Systems such as electronic health records (eHR) which are used to document IMP administration may also need to be risk assessed. An example was seen where patients enrolled in a double-blind trial kept their IMP, which travelled with them throughout their journey in the hospital and this was described in the protocol. Although the eHR recorded the IMP/placebo, it did not record the kit numbers of the IMP. There were patients that were on wards at the same time during the trial where there was potential for a mix up in the administration of kit numbers and therefore the possibility that patients could be given the incorrect IMP. In this case a risk assessment was performed at the start of the trial but did not identify the potential risk with respect to recording kits numbers in the eHR.
The examples described above relate to IMP management but could be extrapolated to other areas where risk adaption could be applied.
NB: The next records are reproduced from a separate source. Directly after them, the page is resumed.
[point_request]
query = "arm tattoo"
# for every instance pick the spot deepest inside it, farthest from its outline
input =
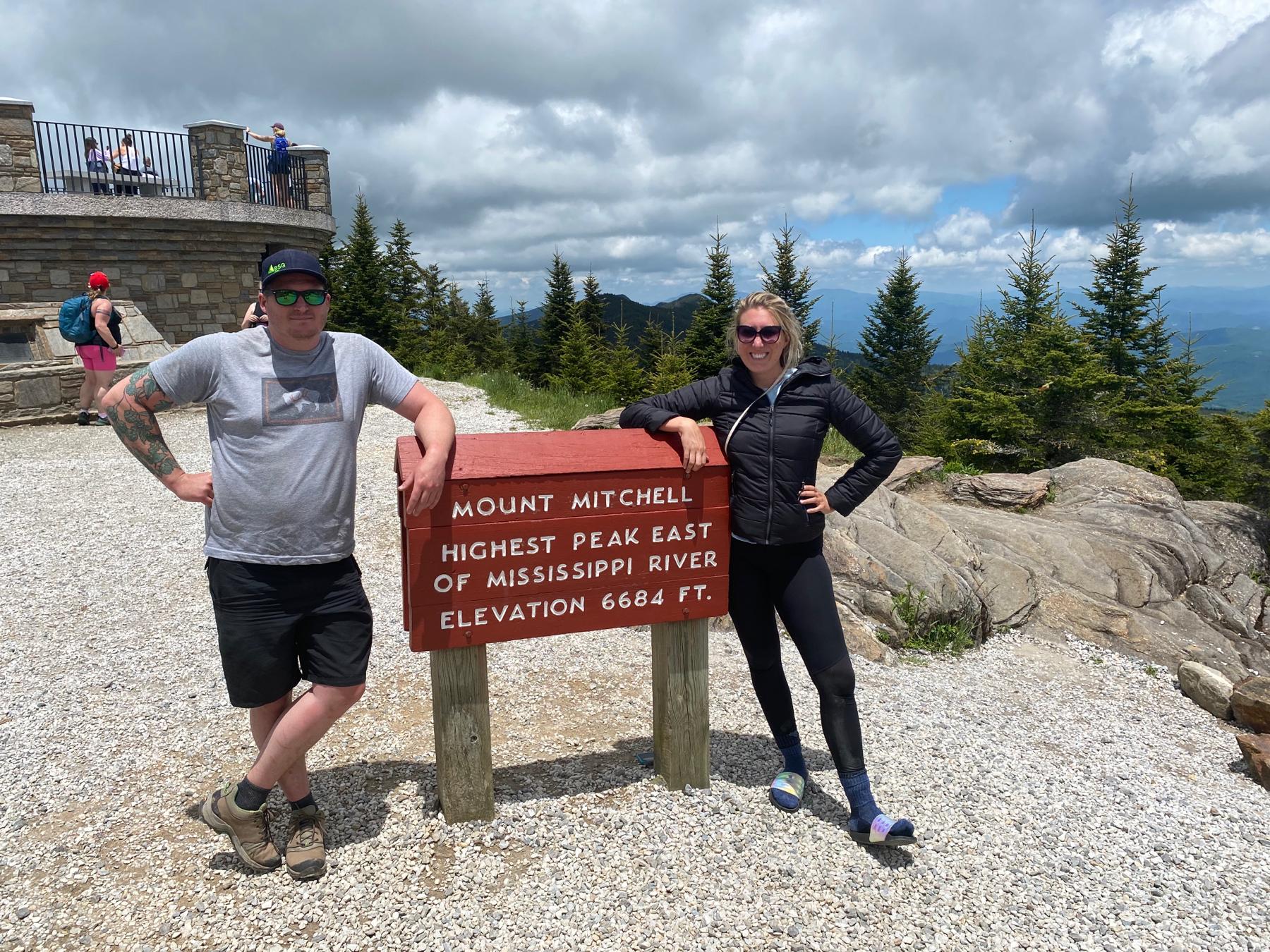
(133, 420)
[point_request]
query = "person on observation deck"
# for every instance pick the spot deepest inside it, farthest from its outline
(771, 410)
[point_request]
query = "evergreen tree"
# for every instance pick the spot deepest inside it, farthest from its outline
(362, 305)
(1119, 298)
(652, 343)
(1257, 461)
(671, 370)
(895, 349)
(706, 343)
(1028, 391)
(793, 285)
(577, 362)
(554, 323)
(522, 341)
(1035, 298)
(624, 379)
(404, 279)
(489, 346)
(591, 309)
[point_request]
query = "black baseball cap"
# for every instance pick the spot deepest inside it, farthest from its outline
(290, 260)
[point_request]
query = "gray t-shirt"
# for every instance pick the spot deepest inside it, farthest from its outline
(284, 427)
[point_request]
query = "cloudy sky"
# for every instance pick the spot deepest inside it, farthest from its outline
(620, 133)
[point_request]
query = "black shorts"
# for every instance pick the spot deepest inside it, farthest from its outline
(279, 623)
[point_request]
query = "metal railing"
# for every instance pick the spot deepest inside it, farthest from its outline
(109, 160)
(272, 181)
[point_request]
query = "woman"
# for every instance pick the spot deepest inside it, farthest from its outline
(95, 163)
(254, 317)
(773, 410)
(101, 355)
(127, 163)
(279, 164)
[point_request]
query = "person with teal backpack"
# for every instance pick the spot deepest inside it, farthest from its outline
(93, 325)
(279, 164)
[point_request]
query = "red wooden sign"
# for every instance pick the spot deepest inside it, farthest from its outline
(544, 533)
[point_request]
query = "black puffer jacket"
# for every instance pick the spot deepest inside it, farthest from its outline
(775, 448)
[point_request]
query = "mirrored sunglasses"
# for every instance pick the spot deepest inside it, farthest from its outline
(289, 298)
(770, 336)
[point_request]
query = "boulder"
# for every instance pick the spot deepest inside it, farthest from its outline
(1257, 749)
(1251, 704)
(1208, 688)
(607, 420)
(1006, 490)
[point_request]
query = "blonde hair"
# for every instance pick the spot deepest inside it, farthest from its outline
(775, 305)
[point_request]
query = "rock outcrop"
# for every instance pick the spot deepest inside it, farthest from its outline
(1118, 558)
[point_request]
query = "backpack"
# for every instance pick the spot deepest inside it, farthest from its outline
(75, 320)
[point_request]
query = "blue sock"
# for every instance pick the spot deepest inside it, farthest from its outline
(864, 810)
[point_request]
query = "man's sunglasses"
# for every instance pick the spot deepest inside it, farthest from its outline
(770, 334)
(289, 298)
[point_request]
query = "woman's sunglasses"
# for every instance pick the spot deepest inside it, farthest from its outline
(770, 334)
(289, 298)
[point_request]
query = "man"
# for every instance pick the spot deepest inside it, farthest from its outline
(284, 413)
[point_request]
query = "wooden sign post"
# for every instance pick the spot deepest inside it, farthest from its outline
(545, 533)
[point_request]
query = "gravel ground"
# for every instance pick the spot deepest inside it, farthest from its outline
(1065, 798)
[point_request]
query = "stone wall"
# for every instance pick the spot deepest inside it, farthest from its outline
(19, 164)
(219, 160)
(192, 274)
(46, 390)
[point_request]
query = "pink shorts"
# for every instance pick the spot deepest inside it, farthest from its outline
(97, 358)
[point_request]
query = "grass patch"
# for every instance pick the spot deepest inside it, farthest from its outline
(838, 450)
(549, 409)
(925, 631)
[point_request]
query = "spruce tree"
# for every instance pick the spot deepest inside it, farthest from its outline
(1035, 298)
(1028, 391)
(489, 346)
(404, 279)
(362, 305)
(706, 343)
(554, 323)
(522, 341)
(671, 370)
(576, 368)
(624, 379)
(793, 285)
(895, 349)
(1119, 298)
(591, 307)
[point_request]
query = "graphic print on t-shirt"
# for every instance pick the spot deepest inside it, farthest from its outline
(290, 401)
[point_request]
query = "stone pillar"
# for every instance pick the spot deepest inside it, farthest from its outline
(217, 155)
(19, 164)
(317, 176)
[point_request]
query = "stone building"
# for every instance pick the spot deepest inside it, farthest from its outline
(182, 245)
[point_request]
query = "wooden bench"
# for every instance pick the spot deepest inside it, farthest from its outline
(638, 542)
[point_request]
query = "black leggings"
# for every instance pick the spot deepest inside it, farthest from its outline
(795, 582)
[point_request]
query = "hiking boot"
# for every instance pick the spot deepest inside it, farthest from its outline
(248, 829)
(306, 844)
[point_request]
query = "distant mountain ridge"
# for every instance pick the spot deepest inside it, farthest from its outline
(1233, 325)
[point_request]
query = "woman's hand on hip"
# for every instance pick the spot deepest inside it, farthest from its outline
(814, 499)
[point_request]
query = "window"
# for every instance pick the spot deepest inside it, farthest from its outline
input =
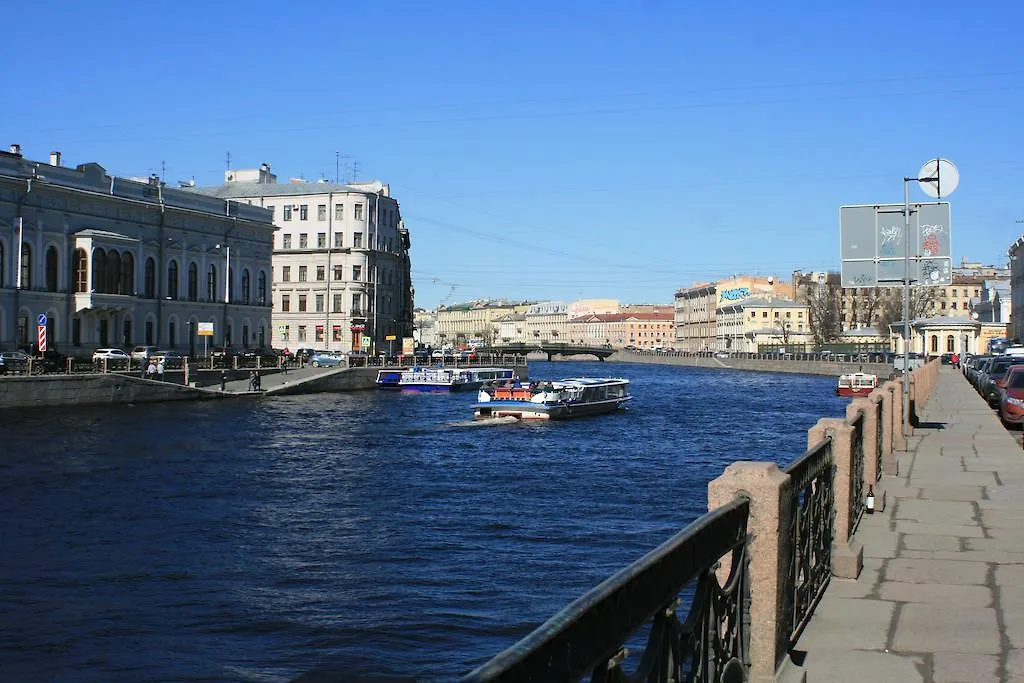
(211, 283)
(261, 289)
(27, 266)
(245, 286)
(172, 279)
(51, 269)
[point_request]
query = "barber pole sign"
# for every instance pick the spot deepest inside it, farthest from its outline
(41, 333)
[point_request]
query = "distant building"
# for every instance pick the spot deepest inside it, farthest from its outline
(696, 306)
(341, 265)
(112, 262)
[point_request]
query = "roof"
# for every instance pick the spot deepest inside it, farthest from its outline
(242, 189)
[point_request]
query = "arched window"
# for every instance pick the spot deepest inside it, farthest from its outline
(26, 265)
(172, 280)
(113, 272)
(193, 282)
(98, 269)
(245, 286)
(51, 269)
(211, 283)
(81, 270)
(150, 286)
(127, 274)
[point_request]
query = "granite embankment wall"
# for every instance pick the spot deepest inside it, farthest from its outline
(828, 368)
(64, 390)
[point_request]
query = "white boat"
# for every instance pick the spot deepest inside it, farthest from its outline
(553, 400)
(856, 384)
(441, 379)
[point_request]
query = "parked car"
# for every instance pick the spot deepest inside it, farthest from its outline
(143, 352)
(110, 354)
(327, 359)
(1012, 396)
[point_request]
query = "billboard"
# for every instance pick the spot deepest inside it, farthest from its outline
(872, 246)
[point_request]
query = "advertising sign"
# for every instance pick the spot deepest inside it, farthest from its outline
(872, 247)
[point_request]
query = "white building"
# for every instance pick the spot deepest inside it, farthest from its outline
(341, 266)
(116, 262)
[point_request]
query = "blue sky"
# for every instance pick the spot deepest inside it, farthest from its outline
(552, 151)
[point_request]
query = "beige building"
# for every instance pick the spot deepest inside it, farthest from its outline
(341, 264)
(641, 330)
(696, 306)
(112, 262)
(745, 325)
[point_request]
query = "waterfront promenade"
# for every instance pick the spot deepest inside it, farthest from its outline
(941, 594)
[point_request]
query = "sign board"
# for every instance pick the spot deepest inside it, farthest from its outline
(872, 247)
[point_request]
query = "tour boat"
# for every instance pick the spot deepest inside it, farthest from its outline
(552, 400)
(441, 379)
(856, 384)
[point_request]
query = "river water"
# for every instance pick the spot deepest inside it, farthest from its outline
(356, 532)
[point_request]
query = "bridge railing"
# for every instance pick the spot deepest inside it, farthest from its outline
(799, 528)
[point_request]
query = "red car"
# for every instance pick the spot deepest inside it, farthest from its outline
(1011, 388)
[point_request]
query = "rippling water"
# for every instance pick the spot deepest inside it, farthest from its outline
(358, 532)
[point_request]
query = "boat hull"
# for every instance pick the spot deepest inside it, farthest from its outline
(524, 410)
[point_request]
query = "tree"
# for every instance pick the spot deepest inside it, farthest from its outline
(826, 317)
(922, 305)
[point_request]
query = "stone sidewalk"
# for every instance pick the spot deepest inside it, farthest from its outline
(941, 596)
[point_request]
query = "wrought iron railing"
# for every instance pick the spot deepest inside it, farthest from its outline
(812, 528)
(588, 637)
(857, 471)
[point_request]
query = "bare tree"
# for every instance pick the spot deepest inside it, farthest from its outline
(825, 314)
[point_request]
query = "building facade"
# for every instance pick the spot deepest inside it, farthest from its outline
(341, 265)
(112, 262)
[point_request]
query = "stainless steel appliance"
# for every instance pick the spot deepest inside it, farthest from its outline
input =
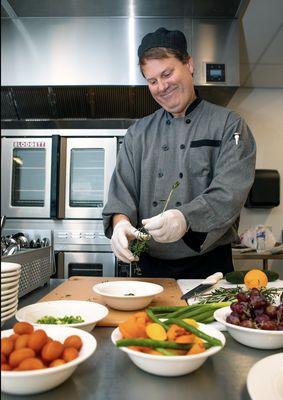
(86, 166)
(56, 176)
(84, 252)
(28, 177)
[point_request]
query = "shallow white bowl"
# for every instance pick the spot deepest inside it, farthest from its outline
(127, 295)
(9, 267)
(171, 365)
(257, 338)
(31, 382)
(90, 312)
(11, 304)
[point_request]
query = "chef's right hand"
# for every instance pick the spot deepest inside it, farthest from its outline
(123, 233)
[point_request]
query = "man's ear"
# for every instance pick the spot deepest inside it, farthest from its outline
(190, 64)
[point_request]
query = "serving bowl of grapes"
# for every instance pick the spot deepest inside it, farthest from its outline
(253, 320)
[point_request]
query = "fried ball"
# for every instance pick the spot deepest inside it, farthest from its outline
(37, 340)
(22, 328)
(31, 364)
(73, 341)
(21, 341)
(51, 351)
(7, 346)
(17, 356)
(69, 354)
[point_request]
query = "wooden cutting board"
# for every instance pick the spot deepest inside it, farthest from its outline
(80, 288)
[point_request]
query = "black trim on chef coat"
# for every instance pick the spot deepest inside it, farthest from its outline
(197, 267)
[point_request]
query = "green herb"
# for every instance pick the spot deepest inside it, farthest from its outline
(67, 319)
(229, 294)
(141, 244)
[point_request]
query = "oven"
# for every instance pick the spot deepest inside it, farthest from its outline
(29, 177)
(56, 177)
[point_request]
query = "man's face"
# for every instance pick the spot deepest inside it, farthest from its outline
(171, 84)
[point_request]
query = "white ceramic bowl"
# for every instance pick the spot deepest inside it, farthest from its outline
(171, 365)
(90, 312)
(31, 382)
(9, 267)
(127, 295)
(257, 338)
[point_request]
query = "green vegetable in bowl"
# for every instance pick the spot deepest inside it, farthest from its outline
(67, 319)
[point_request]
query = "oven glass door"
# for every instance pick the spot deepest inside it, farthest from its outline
(89, 264)
(26, 175)
(90, 164)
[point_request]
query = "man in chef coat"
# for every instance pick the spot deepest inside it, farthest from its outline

Inspections of trials which are risk adapted
Where formalised risk assessments and mitigation plans have been put in place prior to the trial starting and these are followed, inspection findings would not be given for adaptions of the legislation as described in this blog, assuming it is clear from the documentation that less stringent rules have been applied based on the pre-trial risk assessment.
Innovative Protocol Design
As an agency, in the spirit of promoting risk adaptive approach, we are also willing to discuss and review innovative protocol designs. We encourage Sponsors to discuss their applications with us prior to submitting the protocol and CTA for approval.
A word of encouragement
Last but not least, we want to give our support and understanding to our stakeholders in initiating new ways of working and acknowledge that this may involve a culture change within your organisation but would encourage you to use risk adaption as the benefits for researchers and for patients are that oversight is focussed on critical issues affecting patient safety and not, for example concentrated on activities such as 100% source data verification.